Detailed results from the systematic review are available in the Task Force Finding and Rationale Statement pdf icon [PDF - 257 kB].

The economic review included three studies. Two studies from the Netherlands reported costs and benefits, and one study from the United States reported benefits only in terms of annual costs averted. All values are reported in 2011 U.S. dollars.

  • One study estimated e-SBI would save the U.S. military $136 million annually through healthcare costs averted, increased productivity, decreased non-deployability, and decreased early separation.
  • Another study estimated the average cost per user per year to be $57, with a benefit-to-cost ratio of 12:1, and a net savings of $468 per capita.
  • A third study estimated the cost per user would vary from $12 to $258, depending on intervention intensity. The study found that partially substituting face-to-face interventions with e-Health interventions would result in similar disability adjusted life years (DALY) averted while decreasing costs of alcohol interventions by $84.8 million per year.

Although the available evidence indicates e-SBI has the potential to be cost-saving, additional studies in a broader range of contexts are necessary to adequately assess the economic merits of this intervention.

Applicability

Based on settings and populations from included studies, the CPSTF finding should be applicable to the following.

  • Interventions implemented in university settings, healthcare settings, and communities
  • Adults of all ages
  • Men and women

Included studies reported limited data on effectiveness by race/ethnicity, and only one study provided information about program effectiveness among adolescents.

Evidence Gaps

Additional research and evaluation are needed to answer the following questions and fill existing gaps in the evidence base.

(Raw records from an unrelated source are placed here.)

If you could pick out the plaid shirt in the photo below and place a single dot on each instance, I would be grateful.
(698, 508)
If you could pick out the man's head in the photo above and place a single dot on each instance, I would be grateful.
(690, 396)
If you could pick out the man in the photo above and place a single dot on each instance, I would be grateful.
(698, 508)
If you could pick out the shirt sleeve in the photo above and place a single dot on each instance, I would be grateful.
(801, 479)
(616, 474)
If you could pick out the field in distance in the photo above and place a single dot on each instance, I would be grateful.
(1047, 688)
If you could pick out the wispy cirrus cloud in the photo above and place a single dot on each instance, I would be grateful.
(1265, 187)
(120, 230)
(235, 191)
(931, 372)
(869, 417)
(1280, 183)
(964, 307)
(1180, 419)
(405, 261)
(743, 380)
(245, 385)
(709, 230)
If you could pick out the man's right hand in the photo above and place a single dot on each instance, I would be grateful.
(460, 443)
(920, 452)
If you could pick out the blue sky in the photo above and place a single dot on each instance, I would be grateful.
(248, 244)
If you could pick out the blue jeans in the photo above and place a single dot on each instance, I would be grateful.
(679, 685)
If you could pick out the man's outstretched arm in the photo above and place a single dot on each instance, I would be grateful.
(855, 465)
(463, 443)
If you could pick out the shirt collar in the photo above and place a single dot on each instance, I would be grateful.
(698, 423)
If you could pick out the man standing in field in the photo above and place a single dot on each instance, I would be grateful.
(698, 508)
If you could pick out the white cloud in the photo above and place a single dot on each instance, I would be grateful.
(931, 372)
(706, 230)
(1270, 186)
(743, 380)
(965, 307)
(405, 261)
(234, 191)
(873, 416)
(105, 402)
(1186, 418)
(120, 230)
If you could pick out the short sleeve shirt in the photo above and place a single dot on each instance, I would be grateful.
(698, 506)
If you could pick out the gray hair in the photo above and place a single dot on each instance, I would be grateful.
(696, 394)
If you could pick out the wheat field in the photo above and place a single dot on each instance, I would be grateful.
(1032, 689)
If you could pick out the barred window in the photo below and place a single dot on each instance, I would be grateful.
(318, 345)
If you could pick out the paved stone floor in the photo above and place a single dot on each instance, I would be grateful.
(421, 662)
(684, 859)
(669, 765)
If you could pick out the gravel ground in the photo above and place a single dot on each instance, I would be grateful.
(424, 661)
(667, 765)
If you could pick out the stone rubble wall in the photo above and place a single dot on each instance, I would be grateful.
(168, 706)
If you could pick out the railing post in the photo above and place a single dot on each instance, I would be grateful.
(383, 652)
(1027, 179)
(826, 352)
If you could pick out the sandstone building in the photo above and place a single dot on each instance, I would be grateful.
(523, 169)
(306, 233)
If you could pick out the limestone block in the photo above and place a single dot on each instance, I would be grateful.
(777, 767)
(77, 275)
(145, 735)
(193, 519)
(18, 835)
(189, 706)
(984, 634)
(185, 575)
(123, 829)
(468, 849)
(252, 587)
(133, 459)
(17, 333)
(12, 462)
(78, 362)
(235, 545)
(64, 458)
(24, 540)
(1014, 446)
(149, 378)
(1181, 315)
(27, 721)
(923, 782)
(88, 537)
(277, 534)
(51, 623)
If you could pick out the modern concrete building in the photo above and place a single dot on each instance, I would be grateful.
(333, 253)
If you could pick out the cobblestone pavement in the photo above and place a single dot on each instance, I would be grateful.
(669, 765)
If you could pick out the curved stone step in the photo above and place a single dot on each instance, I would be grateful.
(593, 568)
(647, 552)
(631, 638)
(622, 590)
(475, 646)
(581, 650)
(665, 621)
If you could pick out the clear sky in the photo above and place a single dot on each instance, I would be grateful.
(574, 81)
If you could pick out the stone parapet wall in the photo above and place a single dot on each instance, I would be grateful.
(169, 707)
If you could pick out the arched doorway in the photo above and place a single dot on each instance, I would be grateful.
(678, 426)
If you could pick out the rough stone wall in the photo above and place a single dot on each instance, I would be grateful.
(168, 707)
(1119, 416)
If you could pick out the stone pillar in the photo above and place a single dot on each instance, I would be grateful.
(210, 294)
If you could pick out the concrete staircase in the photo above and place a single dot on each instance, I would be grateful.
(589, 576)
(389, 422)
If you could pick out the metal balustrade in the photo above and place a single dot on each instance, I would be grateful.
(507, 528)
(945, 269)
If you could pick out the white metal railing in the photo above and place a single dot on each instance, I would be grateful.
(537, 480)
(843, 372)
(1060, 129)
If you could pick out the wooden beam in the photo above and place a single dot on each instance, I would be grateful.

  • How effective is e-SBI in settings other than colleges and healthcare organizations (e.g., military, worksites, public health organizations) and among specific populations (e.g., adolescents, racial and ethnic groups)?
  • What are the relative benefits of e-SBI and traditional alcohol screening and brief intervention?
  • What is the optimal level of intervention intensity? What is the relative effectiveness of different types of feedback?
  • What is the long-term effectiveness of e-SBI (i.e., beyond 12 months)?
  • Do “booster sessions” improve the long-term effectiveness of e-SBI?
  • What are the costs of developing and implementing e-SBI in the United States?
  • What is the cost-effectiveness of e-SBI in communities that have widely implemented this intervention?

Study Characteristics

  • All included studies used randomized control trials, and most had follow-up periods of 6 –12 months.
  • Studies provided results for excessive drinkers only (24 studies with 28 study arms) or all drinkers (7 studies with 8 study arms).
  • Nearly two-thirds of the studies used probability sampling designs or attempted to recruit everyone willing to participate.
  • In approximately 60% of the studies, participants were screened for excessive consumption through automated methods (most often through the internet).
  • More than 80% of the brief interventions were delivered solely through automated methods.
  • Evaluated interventions were conducted in universities (17 studies), healthcare settings (11 studies), and communities (8 studies).
  • Nearly half (17 studies) were conducted in the United States.